SUMENEP, DIMADURA — Maharaya Festival 2026 di Kabupaten Sumenep, Jawa Timur, yang bakal berlangsung pada 31 Juli hingga 2 Agustus 2026 dirancang sebagai ruang yang menyatukan pertunjukan, penciptaan karya, diskusi, hingga apresiasi dalam satu ekosistem seni tari.
Konsep tersebut menggabungkan kegiatan rekreatif dan edukatif agar festival tidak berhenti sebagai tontonan, tetapi juga menjadi ruang belajar dan pengembangan kreativitas bagi pelaku seni.
Inisiator Maharaya Festival, Nur Khalis, mengatakan seluruh agenda disusun saling terhubung untuk memperkuat ekosistem tari.
Menurut dia, setiap rangkaian kegiatan memberi ruang bagi proses kreatif, pertukaran gagasan, hingga apresiasi terhadap karya.
"Festival ini kami rancang sebagai event yang terintegrasi. Tidak hanya menghadirkan hiburan bagi masyarakat, tetapi juga menyediakan ruang belajar dan bertukar pengetahuan bagi pelaku seni tari," kata Nur Khalis, Rabu (15/7).
Disampaikan, agenda rekreatif ini diawali Festival Menari pada 1 Agustus 2026 mulai pukul 08.00 WIB.
Ribuan peserta kategori anak dan dewasa akan menampilkan karya tari di sepanjang jalur sekitar 1,5 kilometer, menjadikan jalan raya sebagai panggung pertunjukan terbuka.
Rangkaian festival kemudian ditutup melalui Puncak Maharaya Chapter Satu pada 2 Agustus 2026 pukul 19.00 WIB.

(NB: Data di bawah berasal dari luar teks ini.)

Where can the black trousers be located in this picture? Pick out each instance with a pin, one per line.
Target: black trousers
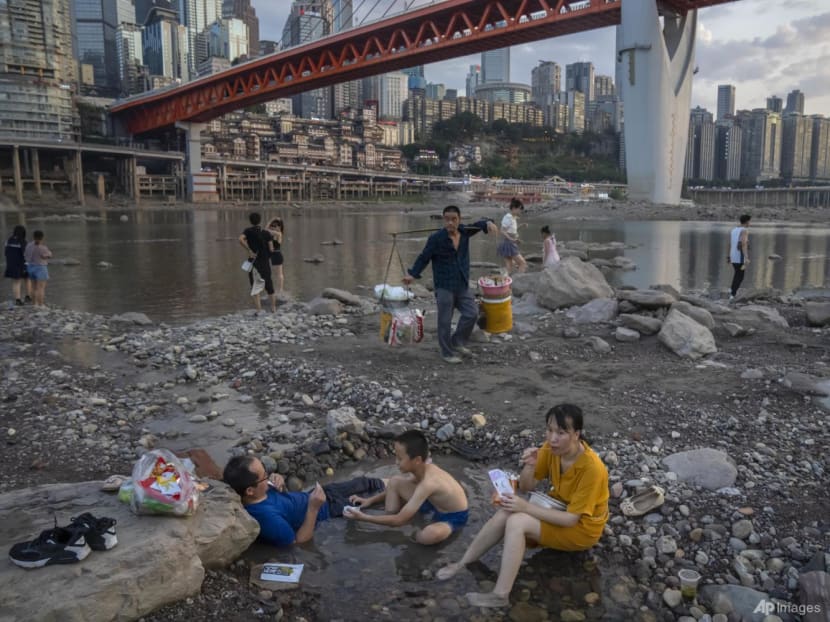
(738, 277)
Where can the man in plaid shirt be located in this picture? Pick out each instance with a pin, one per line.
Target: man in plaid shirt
(449, 251)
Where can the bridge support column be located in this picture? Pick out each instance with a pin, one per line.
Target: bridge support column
(36, 172)
(193, 153)
(656, 64)
(18, 178)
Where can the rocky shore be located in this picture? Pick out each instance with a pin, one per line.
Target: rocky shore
(745, 388)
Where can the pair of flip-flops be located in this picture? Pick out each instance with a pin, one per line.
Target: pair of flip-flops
(643, 502)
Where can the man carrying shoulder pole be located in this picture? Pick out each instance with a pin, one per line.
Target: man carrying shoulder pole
(449, 251)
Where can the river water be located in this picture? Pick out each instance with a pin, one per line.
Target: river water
(181, 265)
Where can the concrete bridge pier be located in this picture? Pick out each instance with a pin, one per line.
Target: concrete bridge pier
(193, 155)
(18, 177)
(655, 64)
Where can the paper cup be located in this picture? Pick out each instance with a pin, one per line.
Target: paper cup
(688, 583)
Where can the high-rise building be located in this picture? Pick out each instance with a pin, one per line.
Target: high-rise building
(196, 16)
(796, 146)
(604, 88)
(761, 148)
(473, 80)
(242, 10)
(545, 83)
(775, 104)
(228, 38)
(728, 136)
(820, 151)
(580, 77)
(165, 45)
(700, 152)
(726, 101)
(495, 65)
(94, 25)
(37, 72)
(795, 102)
(130, 53)
(310, 20)
(394, 91)
(575, 100)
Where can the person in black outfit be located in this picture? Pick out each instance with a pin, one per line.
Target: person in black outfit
(277, 230)
(16, 264)
(259, 244)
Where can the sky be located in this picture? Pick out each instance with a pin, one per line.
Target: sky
(763, 47)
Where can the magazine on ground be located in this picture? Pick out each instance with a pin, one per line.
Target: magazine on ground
(283, 573)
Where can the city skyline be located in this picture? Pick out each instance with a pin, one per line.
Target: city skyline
(785, 49)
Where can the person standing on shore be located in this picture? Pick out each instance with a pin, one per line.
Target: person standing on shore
(509, 248)
(16, 263)
(449, 251)
(259, 244)
(277, 229)
(739, 253)
(37, 259)
(550, 256)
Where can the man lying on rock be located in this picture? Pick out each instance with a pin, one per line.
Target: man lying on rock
(422, 488)
(288, 517)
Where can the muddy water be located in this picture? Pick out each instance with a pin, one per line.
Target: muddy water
(363, 571)
(181, 265)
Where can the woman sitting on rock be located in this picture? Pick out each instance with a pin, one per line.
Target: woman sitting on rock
(577, 477)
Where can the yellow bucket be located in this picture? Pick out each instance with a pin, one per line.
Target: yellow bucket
(498, 315)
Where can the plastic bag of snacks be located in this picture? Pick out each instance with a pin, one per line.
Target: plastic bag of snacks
(404, 326)
(161, 485)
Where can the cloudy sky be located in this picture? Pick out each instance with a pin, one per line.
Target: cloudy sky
(763, 47)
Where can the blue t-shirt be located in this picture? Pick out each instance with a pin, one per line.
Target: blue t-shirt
(281, 514)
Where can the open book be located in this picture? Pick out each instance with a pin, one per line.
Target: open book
(283, 573)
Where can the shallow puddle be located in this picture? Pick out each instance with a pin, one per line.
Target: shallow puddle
(364, 571)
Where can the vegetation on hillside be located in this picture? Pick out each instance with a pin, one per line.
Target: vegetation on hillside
(522, 151)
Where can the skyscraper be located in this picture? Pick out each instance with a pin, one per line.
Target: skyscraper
(309, 20)
(95, 22)
(495, 66)
(726, 101)
(795, 102)
(242, 10)
(580, 77)
(796, 145)
(546, 83)
(37, 71)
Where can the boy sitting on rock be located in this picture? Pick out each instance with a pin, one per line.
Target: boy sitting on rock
(422, 488)
(288, 517)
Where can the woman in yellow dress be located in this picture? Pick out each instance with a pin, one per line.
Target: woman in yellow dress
(577, 477)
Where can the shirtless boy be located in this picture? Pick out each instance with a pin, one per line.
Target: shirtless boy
(422, 488)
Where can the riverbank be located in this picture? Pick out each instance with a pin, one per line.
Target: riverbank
(83, 395)
(559, 209)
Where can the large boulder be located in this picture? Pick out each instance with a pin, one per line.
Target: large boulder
(341, 295)
(325, 306)
(595, 312)
(646, 298)
(643, 324)
(709, 468)
(698, 314)
(685, 337)
(158, 559)
(818, 313)
(571, 282)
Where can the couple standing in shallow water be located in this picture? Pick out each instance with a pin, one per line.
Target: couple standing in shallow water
(264, 247)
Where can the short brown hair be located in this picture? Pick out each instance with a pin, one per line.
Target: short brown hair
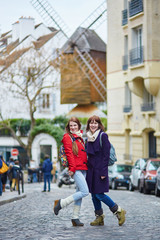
(74, 144)
(73, 119)
(96, 119)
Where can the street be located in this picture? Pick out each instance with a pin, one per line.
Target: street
(33, 218)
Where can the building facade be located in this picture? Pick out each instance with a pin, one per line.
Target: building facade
(133, 78)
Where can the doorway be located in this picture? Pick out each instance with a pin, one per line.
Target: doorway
(152, 145)
(45, 149)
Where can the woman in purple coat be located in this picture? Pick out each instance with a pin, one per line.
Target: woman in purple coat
(97, 175)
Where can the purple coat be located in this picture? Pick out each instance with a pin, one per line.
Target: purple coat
(98, 158)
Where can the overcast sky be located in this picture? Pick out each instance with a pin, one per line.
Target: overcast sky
(73, 13)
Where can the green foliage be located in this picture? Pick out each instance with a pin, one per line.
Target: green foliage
(52, 130)
(84, 121)
(23, 125)
(60, 121)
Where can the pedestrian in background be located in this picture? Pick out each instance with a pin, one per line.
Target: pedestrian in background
(11, 163)
(53, 172)
(0, 176)
(16, 167)
(46, 168)
(4, 177)
(77, 160)
(97, 175)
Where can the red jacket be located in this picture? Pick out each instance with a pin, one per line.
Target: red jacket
(75, 162)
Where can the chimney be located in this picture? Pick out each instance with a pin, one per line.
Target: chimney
(26, 27)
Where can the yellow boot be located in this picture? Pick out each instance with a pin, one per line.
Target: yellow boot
(99, 221)
(120, 214)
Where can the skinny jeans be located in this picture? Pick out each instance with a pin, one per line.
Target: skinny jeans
(81, 186)
(101, 197)
(47, 178)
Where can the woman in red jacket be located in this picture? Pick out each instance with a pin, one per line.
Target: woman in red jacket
(77, 161)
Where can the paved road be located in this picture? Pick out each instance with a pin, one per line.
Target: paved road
(32, 217)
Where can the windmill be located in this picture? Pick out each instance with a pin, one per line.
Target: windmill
(94, 80)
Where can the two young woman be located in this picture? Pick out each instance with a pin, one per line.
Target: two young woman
(97, 174)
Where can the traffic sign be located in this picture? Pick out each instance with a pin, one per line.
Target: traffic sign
(14, 152)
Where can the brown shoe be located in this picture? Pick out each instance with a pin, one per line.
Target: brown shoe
(57, 206)
(77, 223)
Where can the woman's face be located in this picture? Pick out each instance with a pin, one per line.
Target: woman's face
(73, 126)
(93, 126)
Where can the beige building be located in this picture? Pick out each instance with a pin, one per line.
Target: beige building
(133, 78)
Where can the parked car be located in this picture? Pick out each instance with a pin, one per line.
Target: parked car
(148, 176)
(119, 175)
(157, 187)
(135, 174)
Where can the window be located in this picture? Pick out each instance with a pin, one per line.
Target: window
(136, 53)
(45, 101)
(128, 99)
(148, 101)
(125, 57)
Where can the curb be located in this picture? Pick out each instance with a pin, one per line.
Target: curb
(12, 199)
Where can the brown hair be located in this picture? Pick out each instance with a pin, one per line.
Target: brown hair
(74, 144)
(96, 119)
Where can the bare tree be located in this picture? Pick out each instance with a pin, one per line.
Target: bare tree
(23, 80)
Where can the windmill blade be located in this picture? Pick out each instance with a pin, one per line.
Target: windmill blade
(50, 16)
(96, 17)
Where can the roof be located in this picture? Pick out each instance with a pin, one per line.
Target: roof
(86, 40)
(86, 111)
(43, 39)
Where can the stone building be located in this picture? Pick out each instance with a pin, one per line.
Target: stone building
(133, 78)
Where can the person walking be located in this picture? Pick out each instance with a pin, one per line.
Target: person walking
(15, 168)
(77, 160)
(47, 168)
(97, 175)
(0, 176)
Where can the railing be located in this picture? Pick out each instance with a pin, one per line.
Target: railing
(135, 7)
(145, 107)
(127, 108)
(136, 56)
(124, 17)
(125, 62)
(127, 156)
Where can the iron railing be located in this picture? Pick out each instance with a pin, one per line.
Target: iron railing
(127, 108)
(136, 55)
(135, 7)
(145, 107)
(124, 17)
(127, 156)
(125, 62)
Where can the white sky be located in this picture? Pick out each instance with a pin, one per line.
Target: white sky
(73, 13)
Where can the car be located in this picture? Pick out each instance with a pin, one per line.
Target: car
(134, 178)
(148, 176)
(157, 187)
(119, 175)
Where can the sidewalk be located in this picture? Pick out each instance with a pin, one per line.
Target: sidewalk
(9, 196)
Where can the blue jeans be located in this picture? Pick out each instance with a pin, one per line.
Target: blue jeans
(0, 186)
(47, 178)
(81, 186)
(101, 197)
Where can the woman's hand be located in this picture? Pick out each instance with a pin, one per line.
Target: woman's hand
(103, 177)
(71, 173)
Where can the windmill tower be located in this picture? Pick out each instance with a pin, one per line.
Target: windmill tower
(82, 58)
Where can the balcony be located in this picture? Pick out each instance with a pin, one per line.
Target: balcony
(125, 62)
(124, 17)
(146, 107)
(135, 7)
(136, 56)
(127, 108)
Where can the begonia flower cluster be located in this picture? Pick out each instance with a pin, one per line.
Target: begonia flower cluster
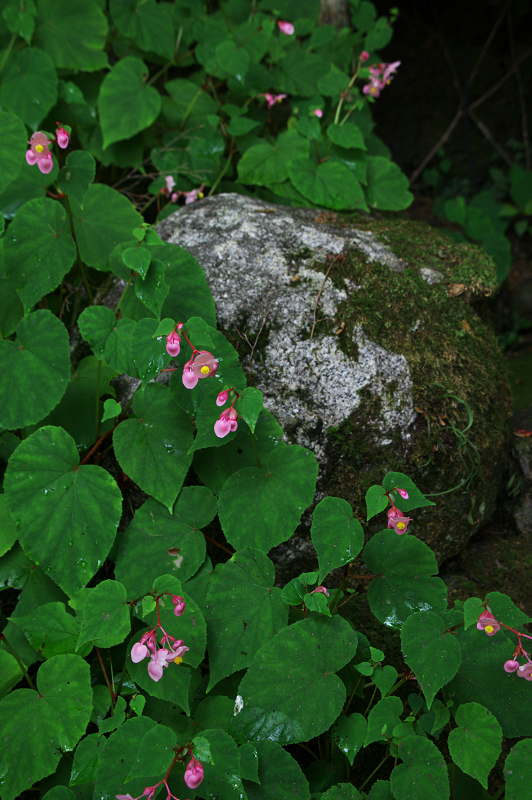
(380, 76)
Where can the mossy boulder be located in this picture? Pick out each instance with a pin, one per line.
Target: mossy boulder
(363, 336)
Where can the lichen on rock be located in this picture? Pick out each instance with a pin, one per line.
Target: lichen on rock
(364, 348)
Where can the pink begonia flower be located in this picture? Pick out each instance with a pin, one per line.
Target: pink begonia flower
(203, 365)
(399, 524)
(511, 665)
(227, 423)
(273, 98)
(170, 183)
(139, 651)
(179, 604)
(173, 344)
(193, 195)
(286, 27)
(193, 773)
(222, 397)
(488, 623)
(525, 672)
(62, 138)
(39, 152)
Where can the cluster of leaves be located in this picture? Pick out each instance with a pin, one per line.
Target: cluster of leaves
(160, 89)
(267, 668)
(486, 216)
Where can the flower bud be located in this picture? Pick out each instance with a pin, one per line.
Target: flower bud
(193, 773)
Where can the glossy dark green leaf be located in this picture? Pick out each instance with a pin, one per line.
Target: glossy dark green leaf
(148, 23)
(14, 145)
(423, 773)
(158, 541)
(52, 719)
(67, 514)
(280, 776)
(127, 104)
(243, 611)
(39, 249)
(387, 187)
(349, 734)
(107, 218)
(29, 88)
(405, 584)
(296, 696)
(109, 338)
(73, 33)
(475, 744)
(152, 448)
(262, 507)
(336, 534)
(34, 370)
(77, 174)
(433, 654)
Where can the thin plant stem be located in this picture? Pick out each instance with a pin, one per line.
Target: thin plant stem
(377, 768)
(253, 442)
(223, 170)
(19, 662)
(7, 51)
(80, 261)
(111, 692)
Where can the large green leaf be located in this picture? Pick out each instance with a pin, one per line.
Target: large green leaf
(476, 743)
(67, 514)
(430, 651)
(149, 25)
(296, 695)
(73, 33)
(76, 411)
(243, 611)
(328, 184)
(518, 770)
(262, 507)
(109, 338)
(14, 145)
(152, 449)
(107, 218)
(160, 542)
(38, 725)
(51, 630)
(119, 756)
(214, 465)
(127, 104)
(105, 614)
(39, 249)
(280, 776)
(77, 174)
(387, 187)
(336, 534)
(34, 370)
(423, 773)
(404, 566)
(29, 88)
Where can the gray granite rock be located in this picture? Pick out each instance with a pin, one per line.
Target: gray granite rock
(354, 384)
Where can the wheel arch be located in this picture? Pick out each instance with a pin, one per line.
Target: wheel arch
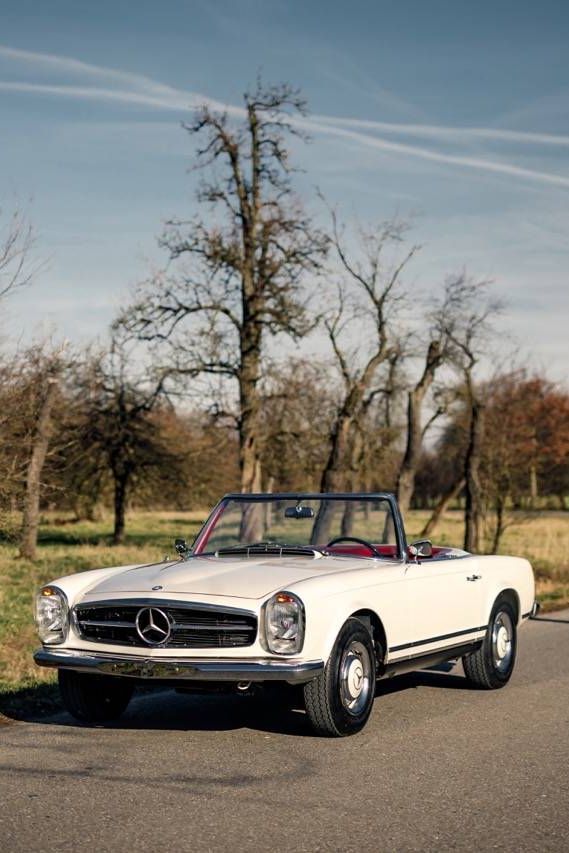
(511, 596)
(371, 619)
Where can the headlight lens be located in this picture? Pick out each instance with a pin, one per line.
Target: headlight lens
(51, 614)
(284, 624)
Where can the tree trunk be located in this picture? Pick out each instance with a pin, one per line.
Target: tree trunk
(408, 470)
(333, 477)
(249, 451)
(533, 486)
(441, 508)
(472, 509)
(499, 530)
(121, 492)
(406, 478)
(30, 521)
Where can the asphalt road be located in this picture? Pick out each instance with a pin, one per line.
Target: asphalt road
(439, 767)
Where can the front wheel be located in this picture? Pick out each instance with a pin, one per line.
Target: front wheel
(93, 698)
(339, 701)
(491, 666)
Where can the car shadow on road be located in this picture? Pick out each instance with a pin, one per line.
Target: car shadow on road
(167, 710)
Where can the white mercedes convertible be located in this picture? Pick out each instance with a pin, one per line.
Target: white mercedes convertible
(317, 590)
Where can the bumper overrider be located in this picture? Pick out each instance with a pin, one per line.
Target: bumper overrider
(182, 669)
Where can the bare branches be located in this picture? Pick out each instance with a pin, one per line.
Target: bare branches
(16, 244)
(238, 279)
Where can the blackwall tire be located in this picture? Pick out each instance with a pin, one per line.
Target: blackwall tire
(93, 698)
(339, 701)
(491, 666)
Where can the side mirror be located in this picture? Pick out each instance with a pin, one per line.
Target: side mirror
(421, 548)
(181, 547)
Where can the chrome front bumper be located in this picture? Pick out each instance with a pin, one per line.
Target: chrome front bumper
(182, 669)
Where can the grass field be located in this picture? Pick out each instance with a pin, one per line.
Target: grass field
(67, 547)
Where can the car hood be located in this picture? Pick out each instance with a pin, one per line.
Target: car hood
(203, 576)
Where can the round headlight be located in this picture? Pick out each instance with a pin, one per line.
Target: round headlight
(51, 615)
(284, 624)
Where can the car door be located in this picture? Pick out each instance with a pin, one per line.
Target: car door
(446, 602)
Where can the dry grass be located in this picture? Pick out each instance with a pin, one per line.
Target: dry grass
(65, 548)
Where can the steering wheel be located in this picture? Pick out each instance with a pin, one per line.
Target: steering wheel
(338, 539)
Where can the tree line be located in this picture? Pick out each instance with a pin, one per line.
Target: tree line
(204, 389)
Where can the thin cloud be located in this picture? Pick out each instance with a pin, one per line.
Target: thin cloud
(435, 156)
(144, 91)
(449, 133)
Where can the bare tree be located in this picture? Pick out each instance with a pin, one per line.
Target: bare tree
(416, 430)
(466, 315)
(114, 428)
(233, 283)
(41, 377)
(16, 242)
(369, 295)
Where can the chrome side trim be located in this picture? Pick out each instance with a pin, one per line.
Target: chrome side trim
(182, 669)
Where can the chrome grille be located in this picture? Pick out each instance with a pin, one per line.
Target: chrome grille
(192, 626)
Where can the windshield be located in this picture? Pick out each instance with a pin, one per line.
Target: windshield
(312, 523)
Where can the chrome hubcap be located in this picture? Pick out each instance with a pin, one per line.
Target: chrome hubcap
(502, 645)
(355, 677)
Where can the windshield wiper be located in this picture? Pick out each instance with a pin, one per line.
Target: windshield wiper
(278, 548)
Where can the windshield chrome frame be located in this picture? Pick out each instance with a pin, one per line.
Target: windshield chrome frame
(201, 539)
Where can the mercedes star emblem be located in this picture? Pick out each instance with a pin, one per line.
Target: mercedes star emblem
(153, 626)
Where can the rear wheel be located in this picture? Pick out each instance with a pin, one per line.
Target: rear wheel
(491, 666)
(339, 701)
(93, 698)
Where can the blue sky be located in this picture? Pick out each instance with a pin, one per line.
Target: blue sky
(454, 113)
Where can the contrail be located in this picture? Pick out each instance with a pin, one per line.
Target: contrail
(145, 91)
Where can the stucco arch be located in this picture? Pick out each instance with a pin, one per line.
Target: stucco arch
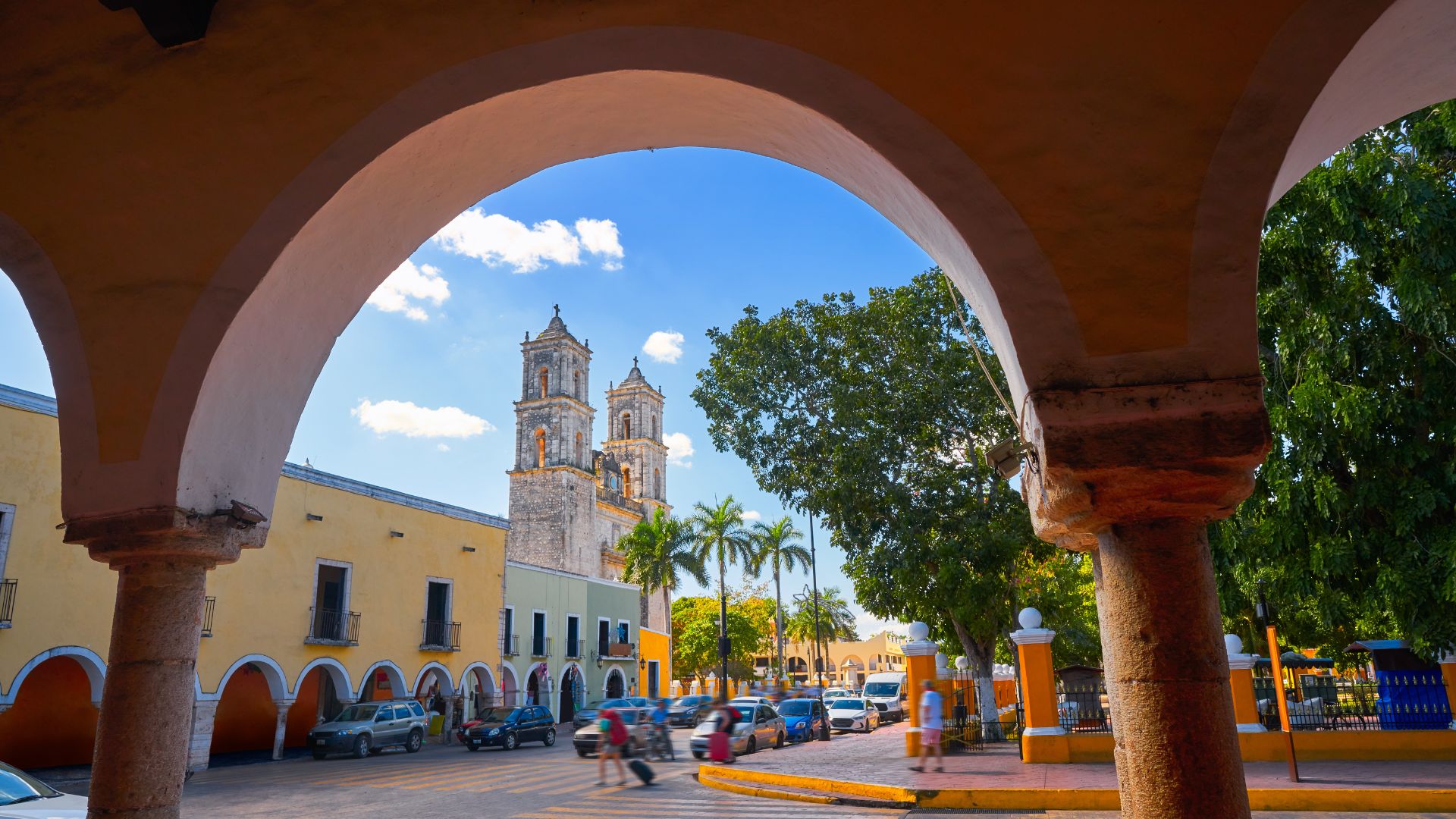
(438, 148)
(89, 661)
(441, 675)
(340, 675)
(271, 670)
(397, 678)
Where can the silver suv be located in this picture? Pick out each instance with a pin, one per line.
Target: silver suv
(369, 727)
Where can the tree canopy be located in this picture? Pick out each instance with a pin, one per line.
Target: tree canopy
(1353, 519)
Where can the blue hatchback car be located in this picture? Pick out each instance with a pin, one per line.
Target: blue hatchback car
(802, 719)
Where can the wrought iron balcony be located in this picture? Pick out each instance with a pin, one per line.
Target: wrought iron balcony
(440, 635)
(209, 604)
(332, 627)
(8, 601)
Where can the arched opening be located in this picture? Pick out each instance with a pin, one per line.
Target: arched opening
(573, 694)
(246, 717)
(53, 717)
(615, 686)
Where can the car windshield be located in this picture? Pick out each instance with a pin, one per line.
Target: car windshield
(357, 713)
(18, 786)
(500, 714)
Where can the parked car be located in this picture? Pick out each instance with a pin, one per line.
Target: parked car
(854, 714)
(370, 727)
(22, 796)
(588, 714)
(587, 738)
(802, 719)
(509, 727)
(758, 726)
(689, 710)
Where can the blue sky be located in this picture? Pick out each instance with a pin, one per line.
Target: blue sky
(695, 235)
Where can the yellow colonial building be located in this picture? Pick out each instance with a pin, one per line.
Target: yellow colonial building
(362, 594)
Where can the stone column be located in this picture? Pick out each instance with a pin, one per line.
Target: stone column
(1241, 679)
(281, 727)
(162, 557)
(1134, 475)
(919, 668)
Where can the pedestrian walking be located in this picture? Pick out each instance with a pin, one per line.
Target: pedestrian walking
(932, 722)
(612, 738)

Pada malam penutupan, Maharaya Festival 2026 bakal menampilkan karya-karya terbaik yang telah dipersiapkan para peserta selama festival berlangsung. Sementara itu, aspek edukasi diwujudkan melalui dua forum.
Diksi (Diskusi Tari) Maharaya dijadwalkan berlangsung pada 31 Juli 2026 mulai pukul 08.00 WIB sebagai ruang bertukar gagasan mengenai proses kreatif, konsep penciptaan, dan perkembangan seni tari.